First International Conference on Spoken Language Processing (ICSLP 90)
A Japanese text-to-speech conversion system has been developed, which can generate highly intelligible and natural synthetic speech from an arbitrary text written in Kanji characters (Chinese ideographs) by concatenating CV (C: consonant, V: vowel) and VC speech units. The system consists of a text analysis system and a speech synthesizer, constructed on compact hardware for a personal computer.
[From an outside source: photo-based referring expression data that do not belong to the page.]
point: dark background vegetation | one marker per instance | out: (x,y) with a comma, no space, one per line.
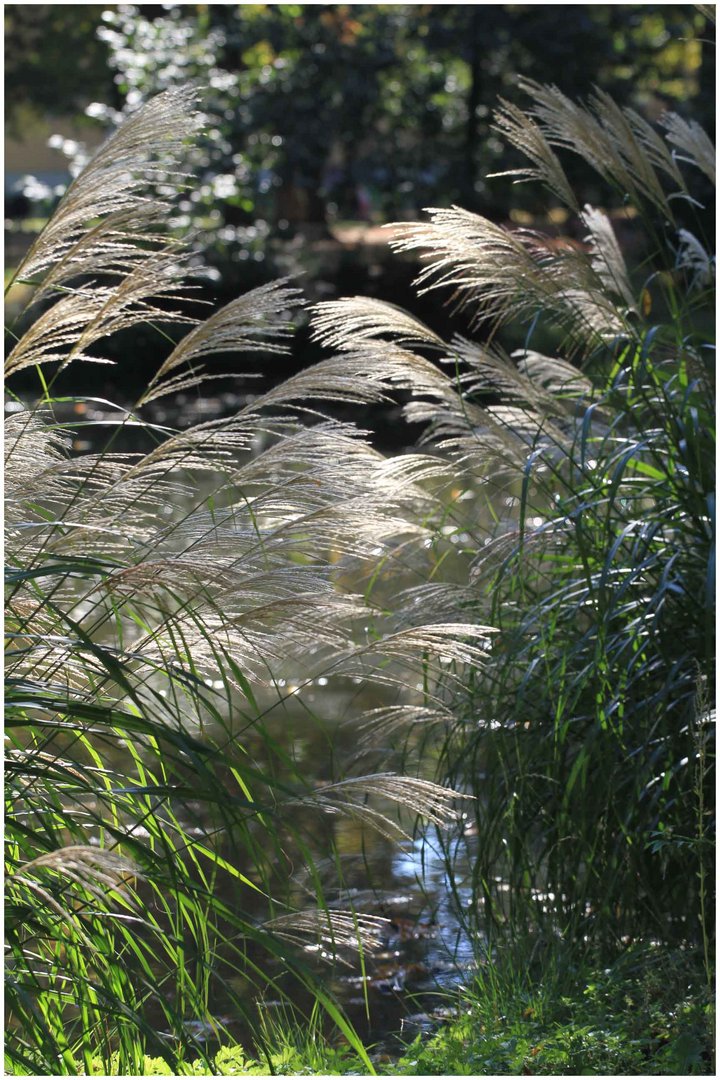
(327,121)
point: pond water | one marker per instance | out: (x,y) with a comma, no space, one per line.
(424,953)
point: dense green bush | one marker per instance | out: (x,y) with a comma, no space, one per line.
(161,599)
(586,737)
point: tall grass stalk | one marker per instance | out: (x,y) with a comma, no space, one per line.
(159,605)
(594,444)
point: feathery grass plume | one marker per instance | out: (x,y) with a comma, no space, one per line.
(418,797)
(521,132)
(694,142)
(502,273)
(619,144)
(607,258)
(240,326)
(695,259)
(113,187)
(152,594)
(334,929)
(347,323)
(598,575)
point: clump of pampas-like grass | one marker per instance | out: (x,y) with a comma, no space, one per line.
(158,603)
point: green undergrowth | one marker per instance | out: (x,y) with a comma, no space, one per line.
(643,1015)
(649,1013)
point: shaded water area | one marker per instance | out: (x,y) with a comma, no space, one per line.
(404,985)
(407,983)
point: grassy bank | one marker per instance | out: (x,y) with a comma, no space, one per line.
(648,1014)
(557,665)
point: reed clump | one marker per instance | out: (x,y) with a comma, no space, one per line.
(593,449)
(159,603)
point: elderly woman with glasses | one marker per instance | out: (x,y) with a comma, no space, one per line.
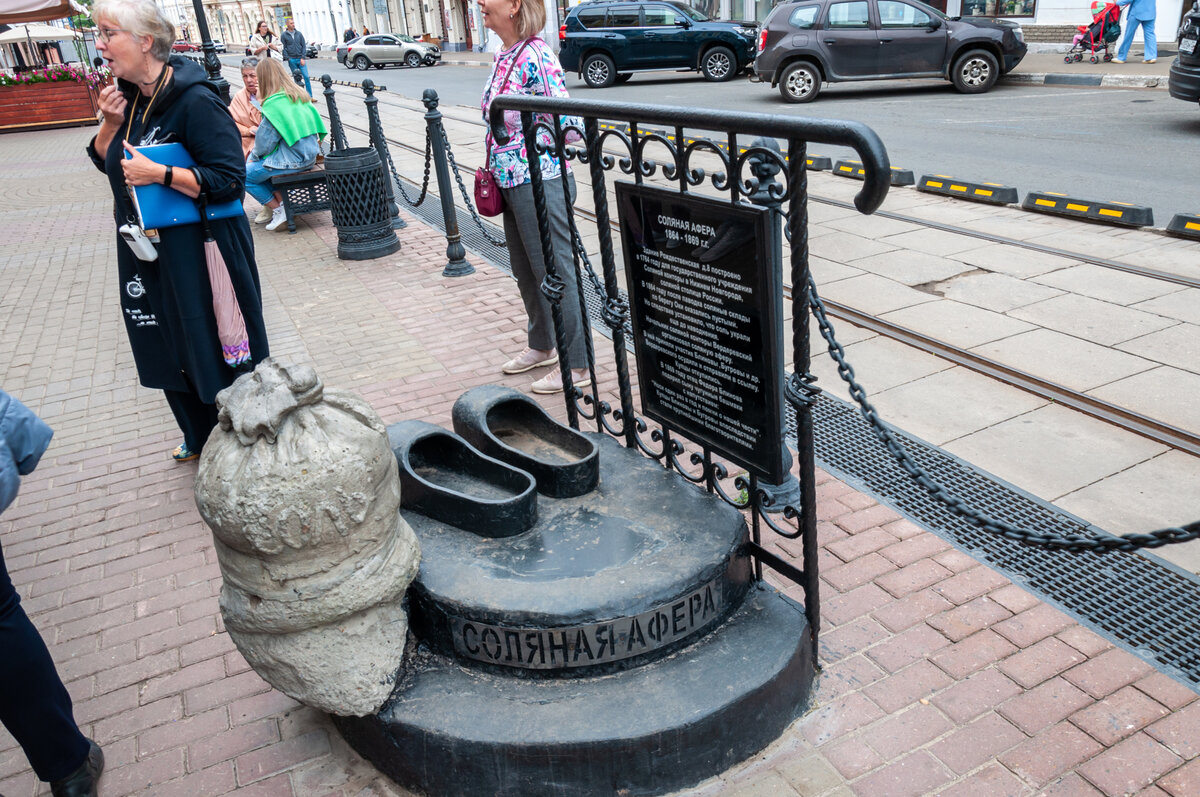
(167,303)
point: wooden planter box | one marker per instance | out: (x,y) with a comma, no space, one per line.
(39,106)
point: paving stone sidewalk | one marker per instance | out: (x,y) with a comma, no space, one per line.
(941,677)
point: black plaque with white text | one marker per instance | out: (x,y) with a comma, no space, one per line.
(706,299)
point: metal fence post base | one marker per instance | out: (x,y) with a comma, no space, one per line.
(459,268)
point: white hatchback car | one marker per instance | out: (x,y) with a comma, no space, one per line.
(381,49)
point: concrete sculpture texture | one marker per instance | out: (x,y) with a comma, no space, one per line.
(301,492)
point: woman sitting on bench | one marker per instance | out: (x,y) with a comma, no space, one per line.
(288,138)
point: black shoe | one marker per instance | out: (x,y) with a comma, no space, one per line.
(82,783)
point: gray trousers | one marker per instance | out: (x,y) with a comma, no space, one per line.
(529,269)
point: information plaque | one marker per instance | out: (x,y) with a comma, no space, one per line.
(706,299)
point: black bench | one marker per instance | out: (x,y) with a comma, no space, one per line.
(303,192)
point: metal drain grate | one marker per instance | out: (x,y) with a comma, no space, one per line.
(1149,605)
(1144,604)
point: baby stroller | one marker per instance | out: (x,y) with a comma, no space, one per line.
(1096,37)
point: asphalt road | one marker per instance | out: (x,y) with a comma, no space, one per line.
(1134,145)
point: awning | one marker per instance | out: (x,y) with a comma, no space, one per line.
(36,33)
(18,11)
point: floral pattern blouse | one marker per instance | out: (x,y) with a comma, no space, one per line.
(539,73)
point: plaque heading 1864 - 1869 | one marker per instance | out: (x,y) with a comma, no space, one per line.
(706,297)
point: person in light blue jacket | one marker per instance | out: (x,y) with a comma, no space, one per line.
(1141,12)
(288,138)
(35,706)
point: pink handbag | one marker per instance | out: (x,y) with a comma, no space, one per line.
(489,201)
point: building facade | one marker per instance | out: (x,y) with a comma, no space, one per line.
(456,24)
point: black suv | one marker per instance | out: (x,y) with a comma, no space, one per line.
(805,42)
(606,41)
(1185,78)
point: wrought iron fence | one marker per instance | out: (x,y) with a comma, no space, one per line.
(738,179)
(643,127)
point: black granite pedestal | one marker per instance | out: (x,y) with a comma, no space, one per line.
(617,646)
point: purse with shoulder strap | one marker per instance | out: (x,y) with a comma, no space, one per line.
(489,199)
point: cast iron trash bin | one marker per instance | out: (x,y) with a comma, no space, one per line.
(358,203)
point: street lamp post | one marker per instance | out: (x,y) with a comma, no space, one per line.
(211,63)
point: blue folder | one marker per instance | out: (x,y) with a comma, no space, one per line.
(159,207)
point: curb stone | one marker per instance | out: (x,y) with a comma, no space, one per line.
(1108,81)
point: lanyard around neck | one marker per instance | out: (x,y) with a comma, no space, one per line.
(162,82)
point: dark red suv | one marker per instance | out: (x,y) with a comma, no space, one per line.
(804,43)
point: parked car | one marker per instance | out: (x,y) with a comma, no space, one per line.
(1183,82)
(343,48)
(606,41)
(381,49)
(804,43)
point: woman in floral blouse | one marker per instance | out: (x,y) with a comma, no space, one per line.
(526,65)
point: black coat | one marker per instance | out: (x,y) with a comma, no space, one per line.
(167,304)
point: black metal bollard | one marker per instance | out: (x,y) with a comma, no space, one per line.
(381,144)
(456,253)
(335,119)
(787,493)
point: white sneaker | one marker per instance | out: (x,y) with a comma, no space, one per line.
(279,217)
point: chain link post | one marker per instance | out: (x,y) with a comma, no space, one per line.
(787,492)
(335,119)
(381,145)
(456,253)
(211,63)
(805,451)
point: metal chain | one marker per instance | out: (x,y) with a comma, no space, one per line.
(425,181)
(466,197)
(1053,541)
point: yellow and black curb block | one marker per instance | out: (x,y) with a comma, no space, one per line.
(1110,213)
(1185,226)
(855,169)
(991,192)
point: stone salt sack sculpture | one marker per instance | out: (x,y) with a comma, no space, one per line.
(301,492)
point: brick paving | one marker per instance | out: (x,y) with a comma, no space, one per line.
(941,676)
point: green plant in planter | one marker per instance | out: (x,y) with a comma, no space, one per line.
(58,73)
To generate high quality synthetic speech, a pitch controlled residual wave excitation method is proposed, which uses residual waves as excitation signals for a synthesis filter in all portions of each speech unit. To realize natural rhythms, a phoneme duration rule has been created, based on statistical analysis of a large speech database. Evaluation experiments for the synthesizer were carried out. Results for the 100 syllable articulation test show an 88.8% accuracy rate and results for the 1,000 phonetically balanced word intelligibility test show a 97.4% accuracy.
Bibliographic reference. Iwata, Kazuhiko / Mitome, Yukio / Kametani, Jun / Akamatsu, Minoru / Tomotake, Seimitsu / Ozawa, Kazunori / Watanabe, Takao (1990): "A rule-based speech synthesizer using pitch controlled residual wave excitation method", In ICSLP-1990, 185-188.